Zack's entry on the neurophysiology of laughter and humour was the main point of contact with my own interest, expressed in my website and forthcoming book The Play Ethic. The title started out as a kind of pun on Max Weber's notion of the Protestant Work Ethic, but has expanded into a multidisciplinary passion for understanding human play in all its forms, traditions and conditions.

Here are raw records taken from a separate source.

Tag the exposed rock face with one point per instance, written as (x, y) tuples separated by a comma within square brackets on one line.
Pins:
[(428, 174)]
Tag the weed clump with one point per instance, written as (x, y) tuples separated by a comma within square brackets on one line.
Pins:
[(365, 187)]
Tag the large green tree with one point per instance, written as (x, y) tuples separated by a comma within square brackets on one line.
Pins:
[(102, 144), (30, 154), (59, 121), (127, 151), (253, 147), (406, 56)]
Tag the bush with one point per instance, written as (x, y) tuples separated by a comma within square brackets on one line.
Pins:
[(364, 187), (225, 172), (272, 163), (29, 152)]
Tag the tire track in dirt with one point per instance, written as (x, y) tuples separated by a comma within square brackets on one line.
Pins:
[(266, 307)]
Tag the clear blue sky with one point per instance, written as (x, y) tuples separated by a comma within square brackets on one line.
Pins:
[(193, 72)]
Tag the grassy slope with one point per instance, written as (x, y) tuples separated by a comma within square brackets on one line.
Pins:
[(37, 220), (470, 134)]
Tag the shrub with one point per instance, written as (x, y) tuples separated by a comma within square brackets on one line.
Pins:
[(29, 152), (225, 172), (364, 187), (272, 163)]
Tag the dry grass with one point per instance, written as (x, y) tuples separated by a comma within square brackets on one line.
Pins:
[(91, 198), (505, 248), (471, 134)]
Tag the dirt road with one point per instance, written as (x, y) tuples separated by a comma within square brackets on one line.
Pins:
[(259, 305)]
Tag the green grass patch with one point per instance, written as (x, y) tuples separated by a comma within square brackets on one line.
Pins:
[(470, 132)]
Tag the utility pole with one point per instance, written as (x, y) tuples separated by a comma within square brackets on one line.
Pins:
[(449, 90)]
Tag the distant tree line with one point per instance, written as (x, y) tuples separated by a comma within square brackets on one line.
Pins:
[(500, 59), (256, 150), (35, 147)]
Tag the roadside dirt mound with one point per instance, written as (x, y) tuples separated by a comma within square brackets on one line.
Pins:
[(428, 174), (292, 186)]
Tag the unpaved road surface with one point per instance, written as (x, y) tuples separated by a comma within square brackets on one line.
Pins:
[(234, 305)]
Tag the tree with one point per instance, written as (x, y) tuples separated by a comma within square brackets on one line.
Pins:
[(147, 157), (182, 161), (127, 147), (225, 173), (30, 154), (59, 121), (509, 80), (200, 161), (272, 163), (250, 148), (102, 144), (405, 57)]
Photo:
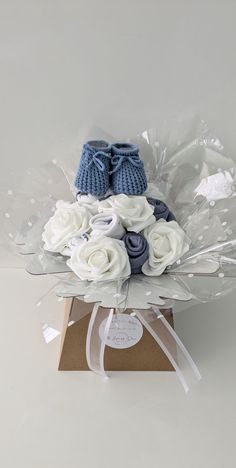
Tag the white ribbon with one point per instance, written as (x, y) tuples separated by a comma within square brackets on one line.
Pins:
[(162, 332), (95, 344), (171, 345)]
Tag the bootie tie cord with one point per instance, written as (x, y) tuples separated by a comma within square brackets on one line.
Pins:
[(95, 158), (119, 159)]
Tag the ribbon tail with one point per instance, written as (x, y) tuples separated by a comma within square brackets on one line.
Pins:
[(171, 345), (95, 343)]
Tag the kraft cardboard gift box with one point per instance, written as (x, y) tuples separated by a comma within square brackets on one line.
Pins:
[(146, 355)]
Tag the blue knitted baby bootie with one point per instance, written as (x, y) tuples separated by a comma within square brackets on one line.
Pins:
[(128, 175), (93, 171)]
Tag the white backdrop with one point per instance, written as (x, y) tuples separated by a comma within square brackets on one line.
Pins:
[(123, 65)]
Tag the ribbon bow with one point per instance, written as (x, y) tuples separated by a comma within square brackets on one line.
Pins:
[(118, 160), (95, 159)]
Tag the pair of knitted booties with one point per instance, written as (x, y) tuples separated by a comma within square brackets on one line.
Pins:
[(117, 166)]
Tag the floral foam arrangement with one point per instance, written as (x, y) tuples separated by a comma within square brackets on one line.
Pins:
[(142, 226)]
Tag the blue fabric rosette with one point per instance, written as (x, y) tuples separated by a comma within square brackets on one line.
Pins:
[(161, 210), (137, 249)]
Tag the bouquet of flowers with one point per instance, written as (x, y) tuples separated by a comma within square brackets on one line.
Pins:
[(133, 225)]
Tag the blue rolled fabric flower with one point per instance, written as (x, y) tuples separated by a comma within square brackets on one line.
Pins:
[(161, 210), (137, 250)]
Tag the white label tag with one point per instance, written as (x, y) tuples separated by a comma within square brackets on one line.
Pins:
[(125, 331)]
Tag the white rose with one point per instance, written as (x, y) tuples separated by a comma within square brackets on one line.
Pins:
[(167, 243), (101, 259), (135, 212), (69, 220), (89, 202)]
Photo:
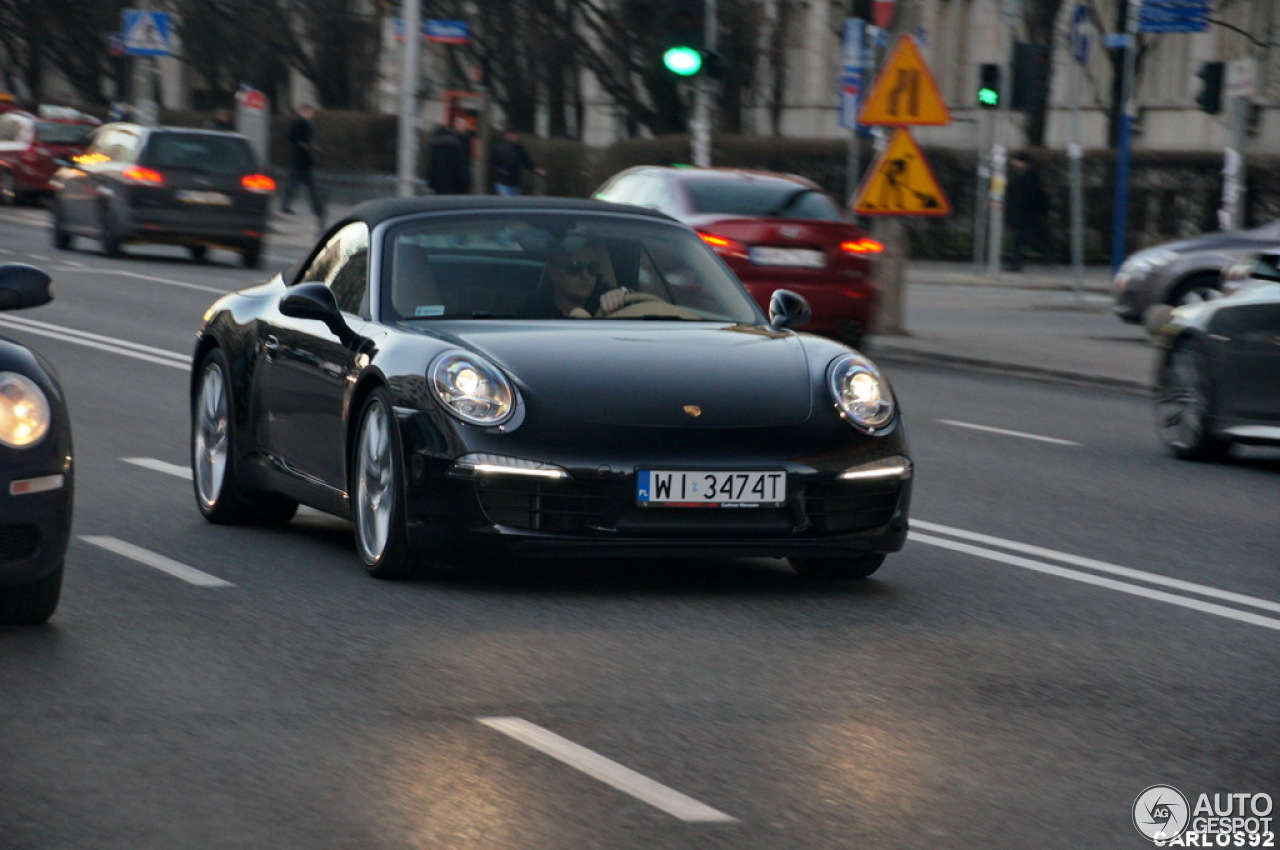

One of the reasons I turn to cutting edge mind-science - and admittedly to its more dynamical and emergent than determinist models - is that I'm always trying to unsettle the reductive model of human nature and its capacities implied by the "work ethic", particularly as deployed by opportunist politicians and other neo-Puritan miserables. To be "at play and in play" is not only to have a mentality that is far more suited to a knowledge-intensive information economy: but it's also to deliberately embrace the essential abundance of human consciousness.

The "ethics" of play then become an answer to the old question stated in the 1968 edition of the Whole Earth Review: "We are gods, and we might as well get good at it." This is a world which is ever more constitutively "open" and up for grabs - whether in terms of what Zack calls the "nano-bio-info-cogno" realm of transformative technosciences, or the extreme fluidity of our globalised markets and cultures. Can we become "ethical players" of all these possibilities - rather than cynical manipulators of them, or defeated and angry victims?

So one reason for me to be interested in Zack's agenda is precisely in the area of the cognitive capacity and emotional evolution of the ethical player. (The wisdom contained in the "technologies of self" we often call spiritual traditions - see Francisco Varela and Erik Davis - is another agenda worth exploring). To cope with this carnival universe that we've made, is it enough - as the some evolutionary psychologists would tell you - to rely on the old hominid responses: that repetoire of savannah inheritances, tragic and comic, that have become a consoling pop-science myth for so many people?

Or can we begin to explore, as so much of Zack's linking does, the scary but exciting area of neurosocial innovation? Might carefully-calibrated drugs open new doors of perception, enabling players to participate in all the ramifying games and strategies of information societies, rather than recoil from its chaos and complexity? Certainly, in a society where play became a mainstream rather than a marginal practice, the inhibitions on pursuing cognitive and somatic enhancement would be much reduced, particularly in terms of research investment. (In one of my own specialist areas - music - the relationship between craft, technology, innovation, consciousness and, er, "neuroceuticals" (well, that's one word for them) has long been explored in practice: I hope to pick that up, among other themes, over the next few days).

Any comments and questions, I'd be very happy to receive them.